La force du film de Julie Decournau est dans sa finesse narrative, dans son dosage subtil, dans l’agencement du récit qui est à la fois un film rendant compte de l’atmosphère de ces écoles où perdurent d’anciennes traditions et un film de genre qui en respecte les codes mais qui s’en écarte aussi pour mieux relancer la machine de l’horreur cannibale et respecter une lente gradation narrative.

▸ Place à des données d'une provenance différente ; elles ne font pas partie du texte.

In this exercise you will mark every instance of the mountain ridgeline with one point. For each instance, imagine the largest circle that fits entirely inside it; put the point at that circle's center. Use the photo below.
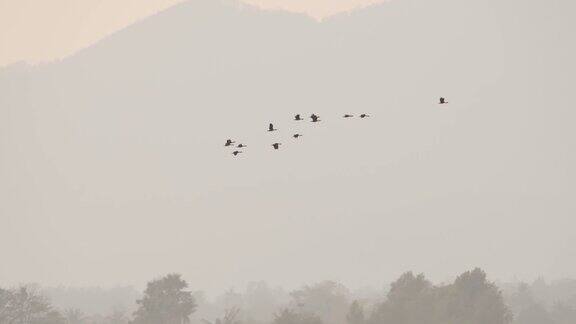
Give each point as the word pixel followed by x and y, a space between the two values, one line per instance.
pixel 125 138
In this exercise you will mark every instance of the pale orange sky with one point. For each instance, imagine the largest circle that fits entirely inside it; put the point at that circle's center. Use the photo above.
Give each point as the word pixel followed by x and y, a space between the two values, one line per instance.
pixel 42 30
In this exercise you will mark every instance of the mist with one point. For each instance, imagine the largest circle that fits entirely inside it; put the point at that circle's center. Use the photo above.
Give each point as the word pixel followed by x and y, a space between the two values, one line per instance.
pixel 114 170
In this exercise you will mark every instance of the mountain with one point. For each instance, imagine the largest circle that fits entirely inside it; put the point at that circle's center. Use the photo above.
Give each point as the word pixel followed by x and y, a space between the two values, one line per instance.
pixel 115 155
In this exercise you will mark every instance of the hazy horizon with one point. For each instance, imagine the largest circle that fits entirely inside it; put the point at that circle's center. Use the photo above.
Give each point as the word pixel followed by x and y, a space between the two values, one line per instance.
pixel 28 32
pixel 114 170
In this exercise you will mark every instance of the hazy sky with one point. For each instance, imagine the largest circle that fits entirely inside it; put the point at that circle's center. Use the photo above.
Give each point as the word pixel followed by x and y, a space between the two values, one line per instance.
pixel 113 169
pixel 34 30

Le film garde un pied dans la réalité documentaire. Le début du film en est témoin avec le voyage dans la voiture familiale, les appréhensions candides de Justine quand elle se retrouve face à la cité scolaire filmée comme un no man’s land hostile ou dans les couloirs impersonnels de l’établissement, les sous-sols, les chambres froides…
Le prénom de l’héroïne de «Grave» fait référence à «Justine ou les malheurs de la vertu» du marquis de Sade, l’histoire d’une jeune fille pure qui devient un objet sexuel et qui finit par y prendre du plaisir.
«Grave» est construit autour de la fabrication d’une identité et d’une morale au sein de systèmes pervertis: celui de l’école et celui de la famille, et le thème de l’atavisme est central.
Justine va se construire par rapport à sa pulsion qui est une damnation familiale et elle va devoir accepter sa différence.
Remarqué à la « Semaine de la critique » au dernier festival de Cannes et au Festival de Toronto, le film de Julie Decournau est une œuvre personnelle qui renouvelle le traitement du cannibalisme humain au cinéma et apporte une bouffée d’oxygène au film de genre.